Pour tous les défauts, cependant, il y a quelque chose de chaleureux et d'invitant dans la familiarité de l'approche de Morrison ici. "Out In the Cold Again" est élégant et émouvant de la manière dont beaucoup de ses ballades du début à milieu des années 1970 l'étaient. "Memory Lane", l'un des moments les plus émotionnellement efficaces de l'album, semble être exactement le genre de nostalgie désireuse que l'on pourrait attendre d'un album tardif de Van Morrison. Une grande partie de Keep Me Singing flirte avec le blues, comme son travail le fait souvent, mais "Going Down To Bangor" est la prise la plus directe de l'album sur le genre – et en dépit de sa simplicité, cela s'avère efficace. "Too Late", le premier single, ne porte pas particulièrement bien sa production trop polie, mais c'est un morceau sympathique qui rappelle la pop amicale et directe de His Band and the Street Choir.

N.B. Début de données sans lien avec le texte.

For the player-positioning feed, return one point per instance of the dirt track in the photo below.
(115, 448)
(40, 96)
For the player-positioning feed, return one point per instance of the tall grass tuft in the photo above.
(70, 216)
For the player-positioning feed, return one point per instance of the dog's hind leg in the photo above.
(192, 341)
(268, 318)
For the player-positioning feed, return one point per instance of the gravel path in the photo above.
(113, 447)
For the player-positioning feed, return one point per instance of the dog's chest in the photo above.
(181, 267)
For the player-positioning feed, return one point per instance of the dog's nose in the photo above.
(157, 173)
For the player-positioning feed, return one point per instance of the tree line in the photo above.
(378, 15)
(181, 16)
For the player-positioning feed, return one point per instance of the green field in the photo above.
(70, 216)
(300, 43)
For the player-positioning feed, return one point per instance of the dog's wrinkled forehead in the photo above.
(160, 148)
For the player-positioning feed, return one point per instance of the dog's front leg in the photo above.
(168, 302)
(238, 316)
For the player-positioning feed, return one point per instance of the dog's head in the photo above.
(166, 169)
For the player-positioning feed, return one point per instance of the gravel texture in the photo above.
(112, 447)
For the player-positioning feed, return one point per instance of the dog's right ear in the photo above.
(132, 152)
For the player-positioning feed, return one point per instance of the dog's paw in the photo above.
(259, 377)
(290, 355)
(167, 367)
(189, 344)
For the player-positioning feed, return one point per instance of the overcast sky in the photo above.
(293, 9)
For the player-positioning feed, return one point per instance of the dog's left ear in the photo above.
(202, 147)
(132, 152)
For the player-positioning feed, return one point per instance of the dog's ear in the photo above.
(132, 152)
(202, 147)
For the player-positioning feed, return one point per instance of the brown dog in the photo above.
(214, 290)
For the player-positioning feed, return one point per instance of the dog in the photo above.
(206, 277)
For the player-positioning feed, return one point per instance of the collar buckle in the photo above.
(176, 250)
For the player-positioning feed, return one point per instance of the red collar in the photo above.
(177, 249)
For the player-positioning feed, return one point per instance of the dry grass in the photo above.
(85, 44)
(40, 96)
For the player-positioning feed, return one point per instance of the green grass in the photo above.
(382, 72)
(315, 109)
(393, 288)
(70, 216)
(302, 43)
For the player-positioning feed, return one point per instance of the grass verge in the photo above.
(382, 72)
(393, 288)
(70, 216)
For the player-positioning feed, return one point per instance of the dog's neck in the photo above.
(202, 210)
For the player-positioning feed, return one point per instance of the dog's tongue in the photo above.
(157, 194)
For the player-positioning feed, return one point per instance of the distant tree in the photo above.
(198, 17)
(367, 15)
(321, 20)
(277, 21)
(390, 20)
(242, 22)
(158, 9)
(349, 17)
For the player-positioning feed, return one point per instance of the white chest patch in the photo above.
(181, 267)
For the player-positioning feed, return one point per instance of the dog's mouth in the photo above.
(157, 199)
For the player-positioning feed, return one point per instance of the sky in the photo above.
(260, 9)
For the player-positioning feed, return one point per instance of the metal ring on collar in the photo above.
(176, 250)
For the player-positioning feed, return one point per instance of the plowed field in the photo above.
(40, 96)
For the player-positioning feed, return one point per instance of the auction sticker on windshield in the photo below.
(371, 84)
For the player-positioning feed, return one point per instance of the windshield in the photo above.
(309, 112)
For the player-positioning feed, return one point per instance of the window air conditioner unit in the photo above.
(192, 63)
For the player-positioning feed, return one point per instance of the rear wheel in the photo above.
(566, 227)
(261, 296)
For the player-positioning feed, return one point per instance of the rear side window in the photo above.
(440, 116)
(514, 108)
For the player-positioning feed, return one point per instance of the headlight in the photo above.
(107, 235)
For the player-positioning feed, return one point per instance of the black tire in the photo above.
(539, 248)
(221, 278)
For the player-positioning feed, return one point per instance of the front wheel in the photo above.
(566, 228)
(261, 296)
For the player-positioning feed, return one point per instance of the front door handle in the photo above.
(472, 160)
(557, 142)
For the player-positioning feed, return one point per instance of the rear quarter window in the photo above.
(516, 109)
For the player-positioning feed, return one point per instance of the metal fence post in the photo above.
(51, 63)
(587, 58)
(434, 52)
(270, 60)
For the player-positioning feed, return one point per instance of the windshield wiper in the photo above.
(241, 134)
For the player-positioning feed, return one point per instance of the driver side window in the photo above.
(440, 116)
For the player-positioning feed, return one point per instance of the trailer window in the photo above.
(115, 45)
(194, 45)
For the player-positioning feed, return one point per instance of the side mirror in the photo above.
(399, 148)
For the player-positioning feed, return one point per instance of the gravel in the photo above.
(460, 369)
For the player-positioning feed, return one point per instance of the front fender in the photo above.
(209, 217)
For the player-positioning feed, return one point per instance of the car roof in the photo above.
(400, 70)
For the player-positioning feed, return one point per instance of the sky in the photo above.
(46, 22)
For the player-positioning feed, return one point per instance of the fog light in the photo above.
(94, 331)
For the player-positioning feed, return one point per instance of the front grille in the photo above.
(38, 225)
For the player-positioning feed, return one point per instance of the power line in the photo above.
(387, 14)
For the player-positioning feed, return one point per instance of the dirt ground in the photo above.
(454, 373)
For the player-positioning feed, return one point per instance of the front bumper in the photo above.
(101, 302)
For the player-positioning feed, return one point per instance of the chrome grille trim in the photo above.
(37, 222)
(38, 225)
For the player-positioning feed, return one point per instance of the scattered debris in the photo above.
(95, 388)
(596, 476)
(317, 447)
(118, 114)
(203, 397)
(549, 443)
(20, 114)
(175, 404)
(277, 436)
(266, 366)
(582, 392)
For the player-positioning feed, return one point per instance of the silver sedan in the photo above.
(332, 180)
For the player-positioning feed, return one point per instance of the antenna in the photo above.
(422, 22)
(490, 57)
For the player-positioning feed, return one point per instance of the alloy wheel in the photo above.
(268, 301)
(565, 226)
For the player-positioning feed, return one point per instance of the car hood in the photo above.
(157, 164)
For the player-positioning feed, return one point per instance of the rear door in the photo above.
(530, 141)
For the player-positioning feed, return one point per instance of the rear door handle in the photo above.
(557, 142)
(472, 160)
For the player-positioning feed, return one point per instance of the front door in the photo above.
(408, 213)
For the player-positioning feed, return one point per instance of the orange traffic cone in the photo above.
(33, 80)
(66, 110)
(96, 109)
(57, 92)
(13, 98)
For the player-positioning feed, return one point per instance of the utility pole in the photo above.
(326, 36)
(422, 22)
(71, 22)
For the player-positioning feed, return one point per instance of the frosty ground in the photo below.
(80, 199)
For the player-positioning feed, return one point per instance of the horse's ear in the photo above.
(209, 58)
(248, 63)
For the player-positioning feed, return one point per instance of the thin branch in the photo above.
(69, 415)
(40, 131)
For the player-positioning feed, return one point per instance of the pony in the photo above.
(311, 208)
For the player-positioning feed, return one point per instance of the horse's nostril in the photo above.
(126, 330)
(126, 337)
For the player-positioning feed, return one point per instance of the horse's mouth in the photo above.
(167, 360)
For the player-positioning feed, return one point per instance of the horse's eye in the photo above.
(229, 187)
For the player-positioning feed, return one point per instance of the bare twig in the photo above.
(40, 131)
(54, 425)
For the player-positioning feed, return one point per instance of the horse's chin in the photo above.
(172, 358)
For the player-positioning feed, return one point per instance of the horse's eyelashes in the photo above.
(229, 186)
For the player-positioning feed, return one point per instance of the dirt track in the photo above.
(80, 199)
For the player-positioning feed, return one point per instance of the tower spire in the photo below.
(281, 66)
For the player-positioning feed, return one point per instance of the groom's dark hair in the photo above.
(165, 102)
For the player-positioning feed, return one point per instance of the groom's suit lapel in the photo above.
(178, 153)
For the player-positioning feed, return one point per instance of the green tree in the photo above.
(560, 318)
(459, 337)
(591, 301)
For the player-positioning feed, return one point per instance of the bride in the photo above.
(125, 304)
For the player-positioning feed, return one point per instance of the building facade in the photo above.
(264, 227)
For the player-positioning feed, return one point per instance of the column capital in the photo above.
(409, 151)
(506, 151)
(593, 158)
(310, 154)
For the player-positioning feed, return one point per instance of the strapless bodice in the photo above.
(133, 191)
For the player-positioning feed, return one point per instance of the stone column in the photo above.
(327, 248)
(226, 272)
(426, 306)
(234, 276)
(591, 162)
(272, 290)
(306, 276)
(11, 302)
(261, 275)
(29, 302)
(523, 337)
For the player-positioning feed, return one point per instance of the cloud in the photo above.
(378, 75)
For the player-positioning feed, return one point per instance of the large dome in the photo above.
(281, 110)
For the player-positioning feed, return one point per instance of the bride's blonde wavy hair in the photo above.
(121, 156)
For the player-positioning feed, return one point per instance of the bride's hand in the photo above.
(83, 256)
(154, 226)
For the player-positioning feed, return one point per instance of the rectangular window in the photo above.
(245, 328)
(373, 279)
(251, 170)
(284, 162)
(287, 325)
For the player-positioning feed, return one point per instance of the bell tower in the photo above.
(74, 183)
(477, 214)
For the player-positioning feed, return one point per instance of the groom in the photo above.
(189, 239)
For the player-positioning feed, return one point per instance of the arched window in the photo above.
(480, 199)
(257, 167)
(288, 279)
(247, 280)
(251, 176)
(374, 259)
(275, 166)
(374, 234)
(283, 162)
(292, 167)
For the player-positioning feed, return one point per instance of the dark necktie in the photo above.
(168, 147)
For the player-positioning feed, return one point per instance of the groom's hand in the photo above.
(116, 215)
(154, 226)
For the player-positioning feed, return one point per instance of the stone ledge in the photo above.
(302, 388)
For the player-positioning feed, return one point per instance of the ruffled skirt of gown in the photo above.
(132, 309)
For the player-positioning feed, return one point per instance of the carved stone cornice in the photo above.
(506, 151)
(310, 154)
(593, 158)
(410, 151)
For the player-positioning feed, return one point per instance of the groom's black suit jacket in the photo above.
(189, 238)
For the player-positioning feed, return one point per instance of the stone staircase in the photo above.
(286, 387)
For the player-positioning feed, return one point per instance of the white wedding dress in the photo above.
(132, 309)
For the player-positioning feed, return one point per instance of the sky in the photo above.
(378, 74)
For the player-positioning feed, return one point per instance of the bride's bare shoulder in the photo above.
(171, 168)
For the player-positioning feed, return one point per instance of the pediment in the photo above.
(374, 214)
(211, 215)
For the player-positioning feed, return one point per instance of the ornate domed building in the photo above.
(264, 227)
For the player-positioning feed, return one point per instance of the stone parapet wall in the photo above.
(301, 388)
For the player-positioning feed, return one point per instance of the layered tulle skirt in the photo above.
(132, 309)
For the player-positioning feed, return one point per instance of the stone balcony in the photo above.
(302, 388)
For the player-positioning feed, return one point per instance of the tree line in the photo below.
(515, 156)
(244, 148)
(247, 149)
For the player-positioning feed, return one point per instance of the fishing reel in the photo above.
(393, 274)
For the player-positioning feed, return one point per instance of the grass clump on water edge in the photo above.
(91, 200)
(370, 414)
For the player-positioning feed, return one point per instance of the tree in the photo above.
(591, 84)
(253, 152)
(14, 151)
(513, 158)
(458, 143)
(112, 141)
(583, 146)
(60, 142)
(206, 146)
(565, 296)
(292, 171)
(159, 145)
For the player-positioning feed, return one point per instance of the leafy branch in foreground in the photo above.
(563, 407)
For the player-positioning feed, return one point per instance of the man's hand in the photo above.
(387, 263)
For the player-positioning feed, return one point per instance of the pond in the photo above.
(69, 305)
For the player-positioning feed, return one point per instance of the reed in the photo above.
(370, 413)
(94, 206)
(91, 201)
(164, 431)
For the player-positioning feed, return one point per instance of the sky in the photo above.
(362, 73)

Plus tôt cette année, j'ai vu Van Morrison se produire au Festival de Jazz et de Patrimoine de la Nouvelle-Orléans. En tant que vitrine pour des artistes luttant pour être au-delà de leur apogée, le JazzFest était intrigant. Quelques scènes plus loin, Pearl Jam déchirait énergiquement plusieurs de leurs classiques du début des années 1990 ; plus tôt dans l'après-midi, Mystikal avait testé si un homme de 45 ans peut encore interpréter de manière convaincante "Shake Ya Ass" (la réponse n'était pas "non"). Les résultats étaient décidément plus mitigés pour Van Morrison. Le choix de sa setlist était peu inspirant ; ses vocaux étaient inégaux, parfois tendus ; son manque d'énergie était palpable. La foule a réagi en conséquence, avec une participation et un intérêt s'étiolant lors de certains des jams plus longs et moins engageants. Quand il a joué "Brown Eyed Girl", cependant, la foule s'est animée. Aucun des défauts de sa performance n'a disparu pendant ces trois minutes, mais la foule a accueilli la chanson comme un vieil ami – un répit bienvenu d'un set bourré de morceaux profonds et de reprises de blues. Keep Me Singing s'appuie sur ce genre de bienveillance engendrée par la familiarité. Il ne prend aucun risque et il n'en a pas besoin. Van Morrison est présent depuis toujours (pour donner un peu de perspective, son premier album est sorti avant l'assassinat de Martin Luther King Jr.; avant que John Lennon ne rencontre Yoko Ono; même avant qu'Apple ne supprime la prise casque de l'iPhone). Sa pertinence a fluctué tout au long de ses cinq décennies sous les projecteurs, mais la constance de son style a été une constante fiable. Dans un monde musical qui a changé rapidement et souvent dramatiquement ces dernières décennies, il y a un certain confort à savoir que certaines choses ne changeront jamais.